I don't know about most people, but this is the sort of cartoon, if you see it at the right age, that will stick in your imagination for life. It is more frightening than probably meant, though clearly it was meant to be somewhat that way. Nowadays, even with the supposed sophistication of kids due to the culture growing up so much faster, we tend to coddle kids of the age for which these old cartoons were once made. They will find nothing even a thousandth so shocking in a Backyardigans or Bob the Builder episode, for examples, even if the filmmakers were telling a story with similar intentions. This is because the fright is reduced to a minimum and any lessons that involve something that might be scary are always always undercut these days with a knowing wink at the audience; no such outlet is to be found in this cartoon.

While I did not see Butterscotch and Soda as a child (I think my track record of collecting my childhood obsessions and fears will show clearly that this one would have stuck with me forever), it is certainly memorable when viewed as an adult, so I certainly understand those friends of mine who have hesitantly fond memories of the terrors within it.

Myself, all I know is that I have a swell song to sing when those ol' Tummy Ache Blues kick in...

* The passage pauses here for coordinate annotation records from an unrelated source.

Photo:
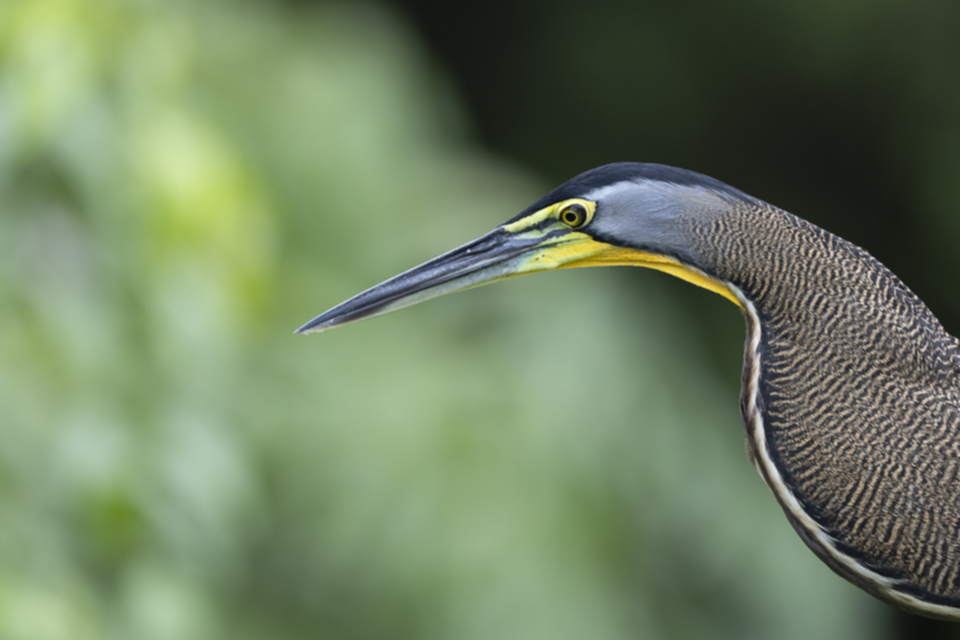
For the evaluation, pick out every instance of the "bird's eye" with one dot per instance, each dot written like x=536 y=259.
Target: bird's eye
x=573 y=215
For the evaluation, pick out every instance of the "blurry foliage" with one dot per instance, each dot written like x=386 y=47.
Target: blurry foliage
x=184 y=183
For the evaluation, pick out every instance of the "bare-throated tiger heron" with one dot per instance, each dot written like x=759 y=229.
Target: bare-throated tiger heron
x=851 y=388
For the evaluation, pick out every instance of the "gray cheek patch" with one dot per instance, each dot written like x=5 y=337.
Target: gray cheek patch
x=654 y=216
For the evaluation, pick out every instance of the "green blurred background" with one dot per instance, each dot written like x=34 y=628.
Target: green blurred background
x=183 y=183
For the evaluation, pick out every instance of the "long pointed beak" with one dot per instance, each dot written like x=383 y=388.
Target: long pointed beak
x=495 y=256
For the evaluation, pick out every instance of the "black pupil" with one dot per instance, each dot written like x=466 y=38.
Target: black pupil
x=573 y=216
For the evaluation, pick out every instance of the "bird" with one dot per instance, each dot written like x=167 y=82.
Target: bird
x=850 y=393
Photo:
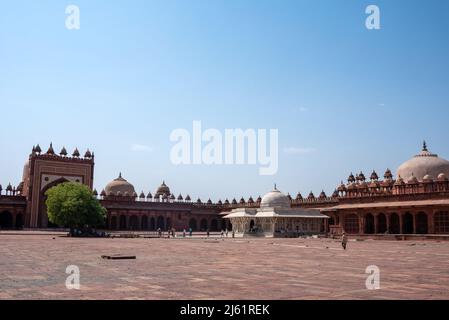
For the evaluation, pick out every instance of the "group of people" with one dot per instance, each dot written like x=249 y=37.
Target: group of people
x=171 y=233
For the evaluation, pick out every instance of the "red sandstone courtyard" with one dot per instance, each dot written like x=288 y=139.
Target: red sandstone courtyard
x=32 y=266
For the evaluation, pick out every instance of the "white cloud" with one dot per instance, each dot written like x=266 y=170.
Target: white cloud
x=296 y=150
x=141 y=148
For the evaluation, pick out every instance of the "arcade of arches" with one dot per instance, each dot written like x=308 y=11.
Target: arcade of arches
x=153 y=222
x=395 y=222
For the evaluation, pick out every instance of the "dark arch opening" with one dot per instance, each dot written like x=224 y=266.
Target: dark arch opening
x=134 y=223
x=122 y=222
x=113 y=223
x=203 y=225
x=421 y=223
x=193 y=225
x=160 y=223
x=407 y=223
x=394 y=224
x=19 y=221
x=381 y=223
x=214 y=225
x=351 y=224
x=144 y=223
x=6 y=220
x=369 y=224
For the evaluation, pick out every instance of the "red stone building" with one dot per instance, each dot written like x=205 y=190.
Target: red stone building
x=416 y=202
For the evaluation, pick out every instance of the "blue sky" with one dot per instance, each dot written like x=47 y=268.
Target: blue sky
x=344 y=97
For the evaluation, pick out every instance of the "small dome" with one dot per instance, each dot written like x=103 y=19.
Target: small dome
x=76 y=153
x=351 y=178
x=50 y=150
x=399 y=181
x=388 y=175
x=275 y=199
x=162 y=190
x=63 y=152
x=119 y=185
x=88 y=154
x=424 y=163
x=412 y=180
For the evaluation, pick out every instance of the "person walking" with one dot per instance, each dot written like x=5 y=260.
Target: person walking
x=344 y=240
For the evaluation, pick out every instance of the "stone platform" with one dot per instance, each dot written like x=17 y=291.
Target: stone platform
x=32 y=266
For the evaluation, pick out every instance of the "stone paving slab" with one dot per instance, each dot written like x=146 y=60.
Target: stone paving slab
x=33 y=267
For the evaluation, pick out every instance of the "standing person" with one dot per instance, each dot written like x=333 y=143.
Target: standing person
x=344 y=240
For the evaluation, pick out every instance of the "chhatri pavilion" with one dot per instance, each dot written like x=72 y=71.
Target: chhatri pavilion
x=276 y=217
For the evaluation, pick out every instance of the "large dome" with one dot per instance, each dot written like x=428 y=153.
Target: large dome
x=423 y=164
x=275 y=199
x=119 y=186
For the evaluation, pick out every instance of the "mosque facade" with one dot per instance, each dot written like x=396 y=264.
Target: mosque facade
x=414 y=201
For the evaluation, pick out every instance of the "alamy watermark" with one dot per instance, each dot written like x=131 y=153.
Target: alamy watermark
x=72 y=21
x=72 y=282
x=373 y=280
x=231 y=147
x=372 y=22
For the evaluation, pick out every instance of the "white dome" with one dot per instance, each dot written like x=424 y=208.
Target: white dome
x=424 y=164
x=275 y=199
x=119 y=187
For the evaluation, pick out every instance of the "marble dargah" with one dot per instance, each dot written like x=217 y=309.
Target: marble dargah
x=413 y=200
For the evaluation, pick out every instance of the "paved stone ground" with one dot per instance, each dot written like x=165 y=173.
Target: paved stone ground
x=32 y=266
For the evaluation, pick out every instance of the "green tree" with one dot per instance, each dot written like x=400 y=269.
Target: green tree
x=74 y=205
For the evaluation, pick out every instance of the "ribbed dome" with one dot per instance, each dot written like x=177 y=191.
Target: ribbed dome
x=275 y=199
x=423 y=164
x=119 y=186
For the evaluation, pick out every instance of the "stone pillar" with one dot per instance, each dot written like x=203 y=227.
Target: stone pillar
x=128 y=227
x=361 y=223
x=376 y=231
x=431 y=221
x=387 y=217
x=414 y=222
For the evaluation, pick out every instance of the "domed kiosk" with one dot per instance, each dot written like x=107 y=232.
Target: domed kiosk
x=119 y=187
x=276 y=218
x=422 y=165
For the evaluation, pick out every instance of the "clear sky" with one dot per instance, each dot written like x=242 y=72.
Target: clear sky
x=343 y=97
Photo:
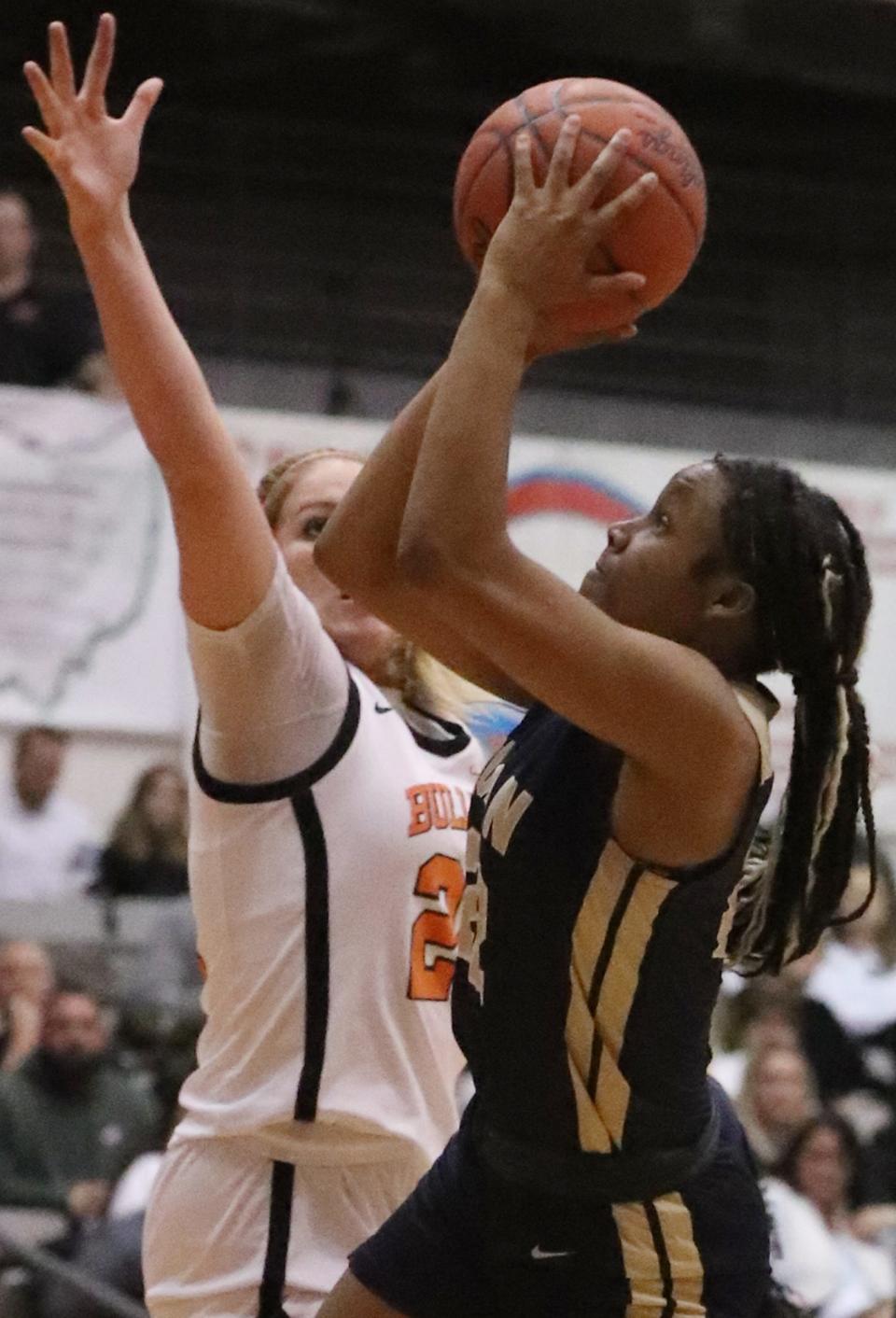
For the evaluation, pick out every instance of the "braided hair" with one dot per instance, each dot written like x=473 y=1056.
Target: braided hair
x=805 y=562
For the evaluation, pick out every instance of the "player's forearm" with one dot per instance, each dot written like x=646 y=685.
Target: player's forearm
x=147 y=354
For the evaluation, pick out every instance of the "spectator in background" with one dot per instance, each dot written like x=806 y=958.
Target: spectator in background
x=777 y=1100
x=822 y=1165
x=854 y=978
x=111 y=1251
x=47 y=845
x=761 y=1015
x=70 y=1120
x=26 y=981
x=147 y=854
x=45 y=338
x=166 y=975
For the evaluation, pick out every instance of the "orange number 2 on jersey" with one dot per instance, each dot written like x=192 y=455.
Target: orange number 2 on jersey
x=434 y=937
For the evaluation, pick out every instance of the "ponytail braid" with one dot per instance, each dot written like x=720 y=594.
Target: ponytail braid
x=805 y=562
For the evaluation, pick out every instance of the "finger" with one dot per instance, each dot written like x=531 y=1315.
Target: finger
x=557 y=176
x=141 y=105
x=613 y=214
x=99 y=63
x=595 y=178
x=44 y=146
x=63 y=76
x=627 y=284
x=524 y=176
x=47 y=99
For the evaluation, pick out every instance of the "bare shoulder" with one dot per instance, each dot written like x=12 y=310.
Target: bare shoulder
x=690 y=812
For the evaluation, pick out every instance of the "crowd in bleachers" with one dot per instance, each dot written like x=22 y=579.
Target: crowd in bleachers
x=92 y=1055
x=98 y=1020
x=98 y=1024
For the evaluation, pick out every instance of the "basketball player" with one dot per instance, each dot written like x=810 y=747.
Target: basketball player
x=329 y=816
x=597 y=1171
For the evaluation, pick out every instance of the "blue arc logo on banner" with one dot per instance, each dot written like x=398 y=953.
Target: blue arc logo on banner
x=551 y=489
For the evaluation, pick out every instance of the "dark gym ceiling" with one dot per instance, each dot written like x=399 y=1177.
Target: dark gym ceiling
x=297 y=185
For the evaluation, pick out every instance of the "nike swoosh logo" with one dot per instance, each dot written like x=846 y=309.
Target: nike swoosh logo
x=538 y=1253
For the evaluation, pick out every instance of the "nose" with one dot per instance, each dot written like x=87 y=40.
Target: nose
x=618 y=535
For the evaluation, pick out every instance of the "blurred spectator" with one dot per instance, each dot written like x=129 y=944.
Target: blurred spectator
x=25 y=985
x=111 y=1251
x=45 y=338
x=822 y=1165
x=166 y=974
x=775 y=1102
x=764 y=1013
x=147 y=854
x=774 y=1010
x=47 y=845
x=70 y=1120
x=854 y=978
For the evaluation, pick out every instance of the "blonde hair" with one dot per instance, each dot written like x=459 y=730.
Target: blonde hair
x=421 y=679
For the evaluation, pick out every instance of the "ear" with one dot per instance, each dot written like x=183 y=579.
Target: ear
x=730 y=597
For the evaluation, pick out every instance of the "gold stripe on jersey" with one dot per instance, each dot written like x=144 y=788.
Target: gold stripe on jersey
x=609 y=941
x=661 y=1259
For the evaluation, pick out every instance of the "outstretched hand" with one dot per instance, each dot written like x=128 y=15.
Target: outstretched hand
x=92 y=156
x=544 y=243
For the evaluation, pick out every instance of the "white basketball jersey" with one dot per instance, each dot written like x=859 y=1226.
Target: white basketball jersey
x=326 y=914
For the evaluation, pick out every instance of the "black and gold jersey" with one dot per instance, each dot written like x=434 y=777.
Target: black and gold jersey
x=586 y=978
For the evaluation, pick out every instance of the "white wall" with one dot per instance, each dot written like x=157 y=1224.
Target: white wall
x=102 y=767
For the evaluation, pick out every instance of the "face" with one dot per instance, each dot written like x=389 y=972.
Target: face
x=37 y=767
x=647 y=576
x=316 y=490
x=822 y=1170
x=781 y=1093
x=73 y=1027
x=25 y=972
x=16 y=233
x=163 y=799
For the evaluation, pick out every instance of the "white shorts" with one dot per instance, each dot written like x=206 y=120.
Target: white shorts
x=221 y=1224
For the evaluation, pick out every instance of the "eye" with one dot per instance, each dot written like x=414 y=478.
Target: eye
x=311 y=526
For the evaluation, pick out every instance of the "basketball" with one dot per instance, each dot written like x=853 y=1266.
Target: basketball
x=661 y=240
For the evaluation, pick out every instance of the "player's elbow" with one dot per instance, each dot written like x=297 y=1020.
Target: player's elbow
x=421 y=560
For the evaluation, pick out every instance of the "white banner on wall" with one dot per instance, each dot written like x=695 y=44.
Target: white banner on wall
x=90 y=626
x=90 y=629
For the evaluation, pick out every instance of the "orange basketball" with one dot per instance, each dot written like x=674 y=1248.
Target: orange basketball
x=659 y=242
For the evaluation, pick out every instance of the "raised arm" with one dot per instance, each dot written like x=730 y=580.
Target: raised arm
x=665 y=706
x=226 y=547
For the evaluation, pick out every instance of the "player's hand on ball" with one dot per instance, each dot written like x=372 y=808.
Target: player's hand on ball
x=92 y=156
x=544 y=246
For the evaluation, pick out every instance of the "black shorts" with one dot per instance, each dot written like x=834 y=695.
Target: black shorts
x=467 y=1244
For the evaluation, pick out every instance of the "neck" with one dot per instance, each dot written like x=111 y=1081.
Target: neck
x=13 y=281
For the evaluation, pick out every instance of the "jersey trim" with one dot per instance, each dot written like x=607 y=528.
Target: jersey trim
x=250 y=793
x=456 y=741
x=273 y=1277
x=316 y=953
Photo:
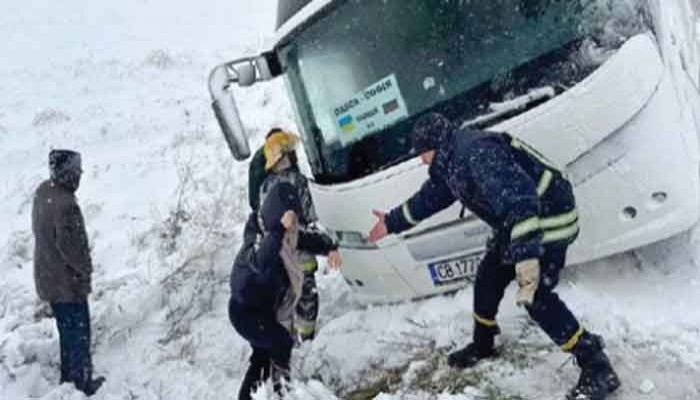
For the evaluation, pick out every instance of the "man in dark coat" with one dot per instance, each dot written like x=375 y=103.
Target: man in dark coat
x=265 y=287
x=63 y=267
x=530 y=206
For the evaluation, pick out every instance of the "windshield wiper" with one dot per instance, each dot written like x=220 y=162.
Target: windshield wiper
x=504 y=110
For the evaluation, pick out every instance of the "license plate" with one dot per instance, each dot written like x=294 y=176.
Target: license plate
x=453 y=270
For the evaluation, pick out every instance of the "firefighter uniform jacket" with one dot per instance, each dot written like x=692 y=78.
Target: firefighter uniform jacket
x=521 y=195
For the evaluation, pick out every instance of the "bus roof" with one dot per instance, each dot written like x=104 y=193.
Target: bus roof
x=291 y=14
x=287 y=8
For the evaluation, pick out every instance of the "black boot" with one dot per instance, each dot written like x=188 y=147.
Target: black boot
x=482 y=347
x=280 y=377
x=257 y=373
x=597 y=379
x=93 y=385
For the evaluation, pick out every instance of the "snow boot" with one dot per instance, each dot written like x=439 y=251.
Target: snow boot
x=597 y=379
x=280 y=378
x=258 y=372
x=482 y=347
x=92 y=386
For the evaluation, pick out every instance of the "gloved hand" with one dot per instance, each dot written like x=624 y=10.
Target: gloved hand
x=527 y=273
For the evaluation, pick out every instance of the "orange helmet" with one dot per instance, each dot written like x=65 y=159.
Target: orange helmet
x=277 y=145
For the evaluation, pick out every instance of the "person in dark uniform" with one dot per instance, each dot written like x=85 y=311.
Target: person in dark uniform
x=530 y=206
x=275 y=162
x=266 y=285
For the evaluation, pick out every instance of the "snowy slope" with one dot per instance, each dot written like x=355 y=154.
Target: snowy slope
x=125 y=84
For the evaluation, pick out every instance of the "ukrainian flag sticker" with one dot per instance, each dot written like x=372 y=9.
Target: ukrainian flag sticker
x=346 y=124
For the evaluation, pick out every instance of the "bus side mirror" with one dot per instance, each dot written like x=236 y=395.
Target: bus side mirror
x=226 y=111
x=244 y=72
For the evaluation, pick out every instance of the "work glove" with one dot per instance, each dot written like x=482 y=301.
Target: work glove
x=527 y=273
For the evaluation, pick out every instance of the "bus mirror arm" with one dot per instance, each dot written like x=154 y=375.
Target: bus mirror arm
x=245 y=72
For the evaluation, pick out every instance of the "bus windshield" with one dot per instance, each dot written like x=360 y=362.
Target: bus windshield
x=363 y=71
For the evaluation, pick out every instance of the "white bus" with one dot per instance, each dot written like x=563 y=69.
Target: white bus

And in case you haven't seen it:

[Editor's note: The text and photos for this article were updated on 12/9/2015.]


Anonymous said...

Thanks for sharing that. I am 48 years old, and saw that episode when I was about 6. I have never forgotten it, and searched for it on many occasions; this is the first time I have ever seen it discussed.

Anonymous said...

I can't thank you enough for the in-depth plot summary. I saw the episode when I was only 4 years old, and it has never left me. I remember being so frightened that I literally cried and fell to pieces if any Little Audrey cartoon was on the television screen. Through the years, (I am 47 at present) the song "Tummy Ache Blues" has frequently popped into my head, complete with melody and what I believe are accurate voice inflections. And the image of Little Audrey's mouth being forced open and stuffed full with candy haunts me to this day. So maybe it's true that all the nerousis of the past 43 years, including drug addiction, paranoia, loneliness, hostility, and marital problems, all stems from that episode. Hey, in our day, blaming one's problems on someone or something else is in vogue, so why not?

Anonymous said...

Thanks for sharing that. Does anyone know if this available for purchase?

Rik Tod Johnson said...

I have the film on a 4-disc DVD set called "Classic Cartoons Vol. 1 and 2". The cartoon is in the public domain, and thus, is probably available on a couple dozen sets, and all relatively cheap. This set has 60 cartoons and retails for $9.98. The downside is that the films are usually pretty terrible condition-wise. Basically, you get what you pay for, but, if you want to locate it quickly, here is the link to buy it:

Anonymous said...

Thanks for sharing that as well. I was probably 10 or so when I saw that (I'm 24 now), my grandmother had given me a bunch of old tapes with old cartoons on it, and I specifically remember being scared by that episode. The tummy ache blues song will still pop into my head every so often. Nice piece of nostalgia.

Anonymous said...

While Little Audrey was force fed by candy characters in the dream as punishment, it reminds me of the scene of Dabney Wharton Coleman in the dream scene as punishment for bigotry, in "Hit the Road, Newdell" in "Buffalo Bill."

Anonymous said...

The tummy ache blues song was catchy, but the portrayal of the maid is grotesque, offensive, and virulently racist.